Als Vorläuferin der Wannseebahn und erste Eisenbahnstrecke in Preußen verband die so genannte "Stammbahn“ bereits ab 1838 den Potsdamer Bahnhof außerhalb der Zollmauer Berlins mit der Residenzstadt Potsdam. Konzipiert für den Vorortverkehr, schloss dann die weitestgehend parallel verlaufende Wannseebahn ab 1877 die vornehmen Wohnviertel im Südwesten der Stadt an das pulsierende Quartier rund um den Potsdamer Platz an, ab 1891 war dies die erste unabhängige Vorortstrecke mit eigenem Tarif im Deutschen Reich. Zu diesem Zeitpunkt lag der Bahnhof mit dem Namen Schöneberg noch im Bereich der heutigen Julius-Leber-Brücke, als Teil der Wannseebahn und lediglich über die Südringspitzkehre an die Ringbahn angebunden. (Als es noch keinen Vollringverkehr gab, schwenkten die Züge auf die Strecke der Stammbahn ein und endeten am eigens dafür gebauten Potsdamer Ringbahnhof, in direkter Nähe des Potsdamer Bahnhofes und der Anlagen des Gleisdreieckes.)

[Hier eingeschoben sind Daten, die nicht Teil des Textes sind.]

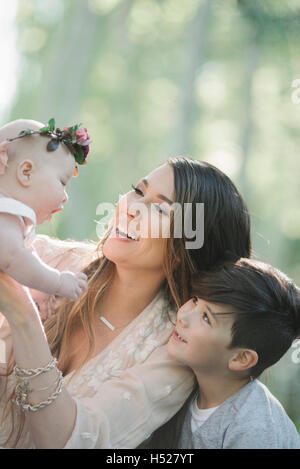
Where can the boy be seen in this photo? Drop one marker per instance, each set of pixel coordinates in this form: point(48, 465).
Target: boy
point(242, 319)
point(35, 166)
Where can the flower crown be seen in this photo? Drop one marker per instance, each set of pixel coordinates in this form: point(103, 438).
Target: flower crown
point(75, 138)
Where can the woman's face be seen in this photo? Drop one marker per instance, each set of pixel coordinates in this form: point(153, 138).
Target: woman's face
point(144, 214)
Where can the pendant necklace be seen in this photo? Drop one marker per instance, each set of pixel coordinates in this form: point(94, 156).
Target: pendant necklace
point(110, 326)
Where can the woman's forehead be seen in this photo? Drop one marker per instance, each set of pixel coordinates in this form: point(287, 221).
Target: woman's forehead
point(161, 181)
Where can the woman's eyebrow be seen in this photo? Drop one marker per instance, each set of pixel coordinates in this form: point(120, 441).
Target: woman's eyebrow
point(160, 196)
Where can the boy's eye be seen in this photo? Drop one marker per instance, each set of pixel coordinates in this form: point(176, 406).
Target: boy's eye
point(137, 190)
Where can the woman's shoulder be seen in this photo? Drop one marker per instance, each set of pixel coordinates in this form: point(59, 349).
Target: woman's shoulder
point(63, 254)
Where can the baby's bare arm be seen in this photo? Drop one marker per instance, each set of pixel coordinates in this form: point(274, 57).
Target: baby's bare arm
point(20, 263)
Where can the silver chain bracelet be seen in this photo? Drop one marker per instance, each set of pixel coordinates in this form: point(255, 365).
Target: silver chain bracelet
point(21, 373)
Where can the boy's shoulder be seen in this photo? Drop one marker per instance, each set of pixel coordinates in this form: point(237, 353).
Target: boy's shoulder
point(255, 414)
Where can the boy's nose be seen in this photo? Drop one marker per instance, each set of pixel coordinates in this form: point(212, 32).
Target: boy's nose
point(66, 198)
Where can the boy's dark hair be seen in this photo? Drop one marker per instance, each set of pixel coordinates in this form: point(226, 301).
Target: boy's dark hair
point(266, 304)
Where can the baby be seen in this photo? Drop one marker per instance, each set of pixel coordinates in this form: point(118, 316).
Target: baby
point(36, 164)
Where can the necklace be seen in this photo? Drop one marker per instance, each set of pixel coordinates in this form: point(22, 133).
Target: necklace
point(109, 324)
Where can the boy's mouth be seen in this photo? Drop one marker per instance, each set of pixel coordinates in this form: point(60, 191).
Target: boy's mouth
point(178, 337)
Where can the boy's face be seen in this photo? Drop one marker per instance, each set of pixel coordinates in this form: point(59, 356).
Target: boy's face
point(201, 338)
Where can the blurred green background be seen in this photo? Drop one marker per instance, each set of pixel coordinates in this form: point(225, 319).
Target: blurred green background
point(212, 79)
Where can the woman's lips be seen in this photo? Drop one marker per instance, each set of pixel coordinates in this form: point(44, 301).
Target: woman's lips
point(120, 237)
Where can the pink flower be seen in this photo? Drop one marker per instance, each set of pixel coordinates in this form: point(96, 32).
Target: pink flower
point(3, 156)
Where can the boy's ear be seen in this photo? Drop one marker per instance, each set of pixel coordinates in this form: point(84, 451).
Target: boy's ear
point(25, 171)
point(242, 360)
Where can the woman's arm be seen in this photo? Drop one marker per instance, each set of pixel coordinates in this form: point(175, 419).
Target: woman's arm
point(51, 426)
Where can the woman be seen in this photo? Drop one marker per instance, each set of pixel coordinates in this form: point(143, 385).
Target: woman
point(119, 384)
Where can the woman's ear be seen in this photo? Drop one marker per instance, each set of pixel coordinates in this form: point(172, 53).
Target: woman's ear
point(25, 172)
point(243, 360)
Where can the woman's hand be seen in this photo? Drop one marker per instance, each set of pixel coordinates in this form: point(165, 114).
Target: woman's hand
point(15, 300)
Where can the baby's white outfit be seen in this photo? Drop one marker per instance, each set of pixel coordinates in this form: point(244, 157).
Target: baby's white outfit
point(25, 214)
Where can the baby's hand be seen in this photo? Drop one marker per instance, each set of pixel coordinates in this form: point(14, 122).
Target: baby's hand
point(72, 285)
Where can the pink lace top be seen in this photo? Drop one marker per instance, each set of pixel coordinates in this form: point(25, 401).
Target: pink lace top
point(127, 391)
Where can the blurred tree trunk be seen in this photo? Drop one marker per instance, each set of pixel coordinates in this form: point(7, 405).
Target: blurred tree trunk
point(252, 55)
point(196, 50)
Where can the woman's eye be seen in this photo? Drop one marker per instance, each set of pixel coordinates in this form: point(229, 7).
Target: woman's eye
point(206, 318)
point(160, 210)
point(137, 190)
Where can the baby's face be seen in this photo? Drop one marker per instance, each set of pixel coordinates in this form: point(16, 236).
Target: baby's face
point(49, 181)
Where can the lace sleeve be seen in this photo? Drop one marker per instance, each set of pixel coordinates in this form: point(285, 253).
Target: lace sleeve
point(65, 255)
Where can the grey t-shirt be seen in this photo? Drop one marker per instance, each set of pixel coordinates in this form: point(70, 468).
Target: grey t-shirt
point(252, 418)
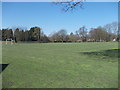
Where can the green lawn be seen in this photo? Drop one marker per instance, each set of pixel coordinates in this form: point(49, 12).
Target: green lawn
point(61, 65)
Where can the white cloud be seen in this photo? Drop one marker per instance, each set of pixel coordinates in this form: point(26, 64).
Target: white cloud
point(57, 0)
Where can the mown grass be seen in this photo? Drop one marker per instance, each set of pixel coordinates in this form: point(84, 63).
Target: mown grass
point(61, 65)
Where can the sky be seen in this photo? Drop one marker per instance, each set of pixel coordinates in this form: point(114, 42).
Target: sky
point(51, 18)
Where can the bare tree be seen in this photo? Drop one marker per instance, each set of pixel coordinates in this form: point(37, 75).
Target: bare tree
point(83, 33)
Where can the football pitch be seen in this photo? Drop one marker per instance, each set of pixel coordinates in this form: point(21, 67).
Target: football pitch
point(60, 65)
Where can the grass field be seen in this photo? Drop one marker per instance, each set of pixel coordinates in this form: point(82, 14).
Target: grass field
point(61, 65)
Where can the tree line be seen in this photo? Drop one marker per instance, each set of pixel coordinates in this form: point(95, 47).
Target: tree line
point(108, 32)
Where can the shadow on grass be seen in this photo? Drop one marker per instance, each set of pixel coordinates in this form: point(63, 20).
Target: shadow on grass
point(111, 53)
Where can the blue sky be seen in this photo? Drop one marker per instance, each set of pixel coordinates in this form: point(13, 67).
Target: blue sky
point(51, 18)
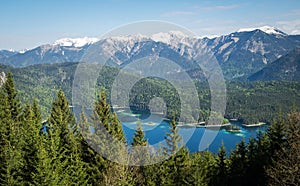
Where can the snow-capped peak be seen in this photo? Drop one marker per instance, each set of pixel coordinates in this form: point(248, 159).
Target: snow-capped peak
point(166, 37)
point(266, 29)
point(76, 42)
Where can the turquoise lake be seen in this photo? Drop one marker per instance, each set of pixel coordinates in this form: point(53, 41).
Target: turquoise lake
point(196, 139)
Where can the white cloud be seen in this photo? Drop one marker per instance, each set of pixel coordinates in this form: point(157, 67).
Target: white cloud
point(177, 13)
point(290, 26)
point(217, 7)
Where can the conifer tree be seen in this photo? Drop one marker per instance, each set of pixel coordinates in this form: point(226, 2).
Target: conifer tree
point(221, 172)
point(139, 136)
point(11, 139)
point(175, 168)
point(238, 165)
point(63, 146)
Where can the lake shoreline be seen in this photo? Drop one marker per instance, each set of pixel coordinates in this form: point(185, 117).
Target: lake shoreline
point(254, 125)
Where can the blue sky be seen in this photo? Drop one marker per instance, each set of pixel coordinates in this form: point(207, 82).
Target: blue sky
point(29, 23)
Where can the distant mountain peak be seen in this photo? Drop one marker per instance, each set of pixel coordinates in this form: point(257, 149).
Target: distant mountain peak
point(75, 42)
point(266, 29)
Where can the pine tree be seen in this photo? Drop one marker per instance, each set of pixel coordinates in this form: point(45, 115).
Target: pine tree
point(13, 101)
point(62, 146)
point(31, 131)
point(174, 170)
point(238, 165)
point(139, 136)
point(11, 139)
point(108, 138)
point(221, 171)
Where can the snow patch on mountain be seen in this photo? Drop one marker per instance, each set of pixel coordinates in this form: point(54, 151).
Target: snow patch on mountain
point(266, 29)
point(75, 42)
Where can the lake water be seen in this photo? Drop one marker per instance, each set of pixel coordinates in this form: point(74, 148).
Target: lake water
point(196, 139)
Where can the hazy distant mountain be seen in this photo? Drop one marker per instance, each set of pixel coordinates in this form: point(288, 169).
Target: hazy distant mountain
point(285, 68)
point(239, 54)
point(4, 54)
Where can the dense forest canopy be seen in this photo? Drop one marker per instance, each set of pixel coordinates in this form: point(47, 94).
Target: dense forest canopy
point(57, 154)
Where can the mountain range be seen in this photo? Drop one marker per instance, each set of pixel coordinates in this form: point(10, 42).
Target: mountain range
point(248, 54)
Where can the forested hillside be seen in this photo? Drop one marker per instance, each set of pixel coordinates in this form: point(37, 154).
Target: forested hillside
point(248, 101)
point(57, 154)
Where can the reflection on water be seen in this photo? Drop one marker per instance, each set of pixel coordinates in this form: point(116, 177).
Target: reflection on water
point(155, 131)
point(156, 126)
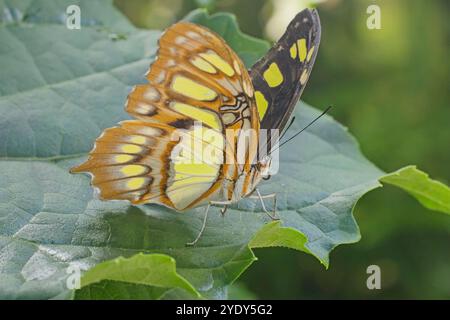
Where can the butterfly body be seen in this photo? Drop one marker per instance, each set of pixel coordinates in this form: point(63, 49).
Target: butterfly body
point(195, 139)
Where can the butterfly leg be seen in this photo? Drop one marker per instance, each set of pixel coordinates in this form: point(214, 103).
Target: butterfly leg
point(222, 211)
point(272, 215)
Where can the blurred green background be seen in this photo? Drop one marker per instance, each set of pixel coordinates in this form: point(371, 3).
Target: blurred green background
point(390, 87)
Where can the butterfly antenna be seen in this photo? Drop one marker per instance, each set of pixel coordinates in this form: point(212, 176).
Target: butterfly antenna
point(317, 118)
point(289, 125)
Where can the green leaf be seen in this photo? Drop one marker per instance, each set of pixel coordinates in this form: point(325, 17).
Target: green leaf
point(99, 14)
point(57, 97)
point(432, 194)
point(250, 49)
point(151, 269)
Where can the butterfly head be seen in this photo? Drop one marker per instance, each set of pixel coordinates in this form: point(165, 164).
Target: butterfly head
point(259, 171)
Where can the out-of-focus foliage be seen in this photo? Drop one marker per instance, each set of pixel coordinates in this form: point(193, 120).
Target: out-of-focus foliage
point(390, 87)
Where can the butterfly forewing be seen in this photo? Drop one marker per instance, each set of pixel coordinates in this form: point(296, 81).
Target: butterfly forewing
point(195, 79)
point(281, 75)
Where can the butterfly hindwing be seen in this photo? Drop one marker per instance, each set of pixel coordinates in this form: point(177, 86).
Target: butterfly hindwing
point(195, 79)
point(281, 75)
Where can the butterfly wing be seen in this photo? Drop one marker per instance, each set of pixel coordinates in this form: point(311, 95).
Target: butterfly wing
point(281, 75)
point(195, 79)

Zwar existieren die Gleise der Südringspitzkehre nicht mehr, doch ist ihre frühere Lage noch deutlich im Stadtgrundriss und an der Unwirtlichkeit der Torgauer Straße ablesbar. Die Insellagen des Geländes um den weithin sichtbaren Gasometer und des östlich gelegenen Wohngebietes dichter Mietskasernen um den sehenswerten Gustav-Müller-Platz zeugen von dieser Entwicklung. Die von Gleisen (östlich befand sich ein preußischer Militärbahnhof) um- und daher unvorteilhaft erschlossene "Rote Insel“ galt lange als linkes Arbeiterviertel und leistete im Barrikadenkampf zunächst dem Kaiser, später den Nationalsozialisten und zuletzt dem Autobahnbau erbittert Widerstand. Auch Personen des öffentlichen Lebens brachte das geschichtsträchtige Quartier hervor: Marlene Dietrich wurde in der Leberstraße 65 geboren, und Hildegard Knef wohnte hier bei ihren Großeltern.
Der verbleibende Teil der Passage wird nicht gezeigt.